By Nathalie Hardy • Columnist • 

Bar moves to disbar former county counsel

Following two extensions requested by Sanai, the bar concluded the conduct causing Sanai’s disbarment in Washington would also be grounds for his disbarment in Oregon, as the rules of professional conduct in effect in the two states are “substantially similar.” It decided, “The purpose of lawyer discipline is to protect the public,” and that would best be served by reciprocal disbarment.

Although the disciplinary action taken against Sanai in Washington stemmed from his handling of a personal family matter, rather than work undertaken for public or private clients, the bar concluded, “Sanai’s conduct in a neighboring state warranted disbarment in that state and it warrants disbarment in Oregon.”

Sanai was disbarred after the Washington Supreme Court upheld the Washington State Bar on all nine counts of a disciplinary finding alleging “blatant misconduct.” The allegations stemmed from a torrent of litigation he and his brother, a California-based lawyer, initiated on behalf of their mother in an exceptionally hostile divorce proceeding lasting for years.

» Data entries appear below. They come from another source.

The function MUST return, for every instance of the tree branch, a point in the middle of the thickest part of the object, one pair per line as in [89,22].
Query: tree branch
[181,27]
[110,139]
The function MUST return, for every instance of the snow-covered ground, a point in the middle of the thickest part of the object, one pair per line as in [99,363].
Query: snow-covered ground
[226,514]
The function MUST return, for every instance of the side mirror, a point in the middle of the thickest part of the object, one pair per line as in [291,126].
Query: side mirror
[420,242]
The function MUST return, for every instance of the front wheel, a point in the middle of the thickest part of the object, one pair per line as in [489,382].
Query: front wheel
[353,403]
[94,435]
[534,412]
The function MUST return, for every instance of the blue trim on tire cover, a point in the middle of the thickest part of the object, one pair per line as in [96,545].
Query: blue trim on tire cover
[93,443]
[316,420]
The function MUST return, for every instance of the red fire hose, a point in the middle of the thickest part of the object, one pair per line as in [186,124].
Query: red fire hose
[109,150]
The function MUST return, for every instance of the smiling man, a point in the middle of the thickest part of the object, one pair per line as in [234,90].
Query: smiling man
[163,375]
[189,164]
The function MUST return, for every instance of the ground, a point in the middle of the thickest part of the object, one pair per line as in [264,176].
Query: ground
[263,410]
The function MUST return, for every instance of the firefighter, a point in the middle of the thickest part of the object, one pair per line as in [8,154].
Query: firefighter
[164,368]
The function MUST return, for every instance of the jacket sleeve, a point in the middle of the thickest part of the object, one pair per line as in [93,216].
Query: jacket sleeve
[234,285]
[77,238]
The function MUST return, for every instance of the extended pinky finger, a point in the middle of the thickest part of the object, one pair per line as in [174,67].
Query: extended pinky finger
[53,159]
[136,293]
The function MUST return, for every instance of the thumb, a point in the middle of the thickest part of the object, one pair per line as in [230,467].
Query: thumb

When an Oregon lawyer is disbarred in another state, the Oregon Bar accepts that state’s factual conclusions. The issue is simply the level of reciprocal sanctions those conclusions warrant under Oregon rules.

In a lengthy argument filed with the bar in July, Sanai registered his objection to any form of Oregon discipline, on grounds Washington violated his constitutional right to due process in rendering its decision. But the bar rejected those claims.

Walsh said the disciplinary case now rests with the Oregon Supreme Court, which has no set timetable. She said it could allow Sanai to respond in writing to the bar’s decision, in person or both, or simply render a decision based on written filings already submitted by the opposing parties.

The bar advanced its disbarment recommendation despite a request from Sanai for yet another postponement, this time to allow for the U.S. Supreme Court to take action in two cases he maintains are germane to his due process arguments.

Repeated delays sought and obtained by Sanai also marked the disciplinary proceedings in Washington, which ultimately stretched out over 10 years. That contributed greatly to the voluminous size of the file.

Sanai is also facing possible disciplinary action in Oregon over his alleged failure to notify the bar of the initiation of disbarment proceedings in Washington in the first place. He contends he provided such notice, but the bar says it has no record.

Walsh said the matter remains under investigation. She said up to a dozen lawyers are disbarred in Oregon in any given year, but reciprocal disbarments are rare.